Vision OCR
1. What? — Definition and context
Section titled “1. What? — Definition and context”Vision OCR is an N8N sub-workflow called from the Telegram Orchestrator every time a user sends a photo. It classifies the image into one of five recognised document categories, then applies a specialised extraction schema to return structured data ready to be consumed by business workflows (Odoo, notes, invoices).
Metadata
Section titled “Metadata”| Field | Value |
|---|---|
| Workflow ID | 2ZDgU3TWbF4OeOKY |
| Type | Execute Workflow Trigger (passthrough) |
| Nodes | 14 |
| Called by | Binary Content Handler (QtkJDN8XAGlpcSPV) |
| Model | gemini-flash-yolo via cli-ollama |
| Issue | #176 |
Architecture diagram
Section titled “Architecture diagram”The 6 document types
Section titled “The 6 document types”| Type | Extracted fields | Typical use |
|---|---|---|
business_card | name, function, company_name, email, phone, mobile, street, city, zip, country, website, comment | Odoo contact creation |
invoice | vendor, invoice_number, date, items[], subtotal, tax, total, currency | Odoo accounting record |
screenshot | visible_text, ui_elements[], error_messages[], context | Conversational chat, tickets |
handwritten_note | transcribed_text, confidence, language | Note in Obsidian vault |
general_document | full_text, document_title, key_sections[] | Searchable text |
not_document | (none) | Scene photo, AI Router fallback |
2. Why? — Stakes and motivations
Section titled “2. Why? — Stakes and motivations”The problem without Vision OCR
Section titled “The problem without Vision OCR”Before this sub-workflow, every photo sent to the Telegram bot was treated as an empty message or required manual data entry. Photographing a business card and then typing every field into Odoo took several minutes per contact.
| Problem without extraction | Consequence |
|---|---|
| Manual entry | Several minutes per card, high error rate |
| No structure | Impossible to filter/search later |
| No classification | Every photo handled identically |
| No fallback | A landscape photo produced an error |
Why a single prompt isn’t enough
Section titled “Why a single prompt isn’t enough”Asking a vision model “extract the useful information” on any image yields uneven results. A business card has predictable fields, an invoice has a different layout, an error screenshot has no “fields”. The two-phase pipeline resolves that tension:
| Approach | Pros | Cons |
|---|---|---|
| Single generic prompt | Simple, 1 LLM call | Inconsistent fields, unstable JSON format |
| Pipeline classify → extract | Schema tailored per type | 2 LLM calls, latency x2 |
The latency overhead (≈ 4-6 s) is acceptable because the user is already waiting for the transcription. The extraction quality and the stable output contract justify the cost.

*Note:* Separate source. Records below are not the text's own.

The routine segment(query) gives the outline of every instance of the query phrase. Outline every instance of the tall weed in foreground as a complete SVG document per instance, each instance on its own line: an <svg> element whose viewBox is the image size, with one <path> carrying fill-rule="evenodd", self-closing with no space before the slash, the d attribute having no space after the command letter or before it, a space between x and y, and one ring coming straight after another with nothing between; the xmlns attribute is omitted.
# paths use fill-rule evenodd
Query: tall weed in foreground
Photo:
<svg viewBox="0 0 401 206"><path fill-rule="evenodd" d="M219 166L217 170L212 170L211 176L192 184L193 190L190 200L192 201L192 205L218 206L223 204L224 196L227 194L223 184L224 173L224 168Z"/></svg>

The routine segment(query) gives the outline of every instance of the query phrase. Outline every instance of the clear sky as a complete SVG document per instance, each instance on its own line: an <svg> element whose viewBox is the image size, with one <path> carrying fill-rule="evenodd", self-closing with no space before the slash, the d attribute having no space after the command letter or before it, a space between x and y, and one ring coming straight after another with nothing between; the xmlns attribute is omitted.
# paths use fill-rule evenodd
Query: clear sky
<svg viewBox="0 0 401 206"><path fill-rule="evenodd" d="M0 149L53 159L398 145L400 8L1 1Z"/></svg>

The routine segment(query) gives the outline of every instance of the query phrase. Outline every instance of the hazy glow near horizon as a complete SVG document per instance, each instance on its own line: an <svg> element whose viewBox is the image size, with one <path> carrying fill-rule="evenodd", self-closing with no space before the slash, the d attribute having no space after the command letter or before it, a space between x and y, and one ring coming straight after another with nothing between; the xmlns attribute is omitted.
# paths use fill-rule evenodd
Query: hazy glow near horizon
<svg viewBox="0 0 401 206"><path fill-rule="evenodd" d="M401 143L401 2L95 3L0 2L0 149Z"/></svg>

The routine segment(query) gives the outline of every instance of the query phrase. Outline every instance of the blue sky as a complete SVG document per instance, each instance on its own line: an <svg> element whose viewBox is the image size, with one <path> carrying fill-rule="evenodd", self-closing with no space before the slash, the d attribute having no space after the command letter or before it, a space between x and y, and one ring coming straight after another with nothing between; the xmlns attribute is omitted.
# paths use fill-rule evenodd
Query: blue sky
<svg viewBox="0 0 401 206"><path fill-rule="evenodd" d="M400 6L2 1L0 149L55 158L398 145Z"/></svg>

Why Gemini Flash over GPT-4 Vision
Section titled “Why Gemini Flash over GPT-4 Vision”| Criterion | Gemini Flash | GPT-4 Vision | Claude 3 Vision |
|---|---|---|---|
| Cost | Free (cli-ollama) | $0.01 / image | $0.005 / image |
| Latency | 1-3 s | 3-8 s | 2-5 s |
| Structured JSON | Variable, defensive parsing required | Stable | Stable |
| Latin OCR | Excellent | Excellent | Excellent |
| Handwritten OCR | Good | Excellent | Very good |
| Hosting | Self-hosted (cli-ollama) | OpenAI API | Anthropic API |
The Gemini Flash choice aligns with the cli-ollama multi-provider strategy: no per-image cost, acceptable latency, parseable JSON with a defensive regex fallback.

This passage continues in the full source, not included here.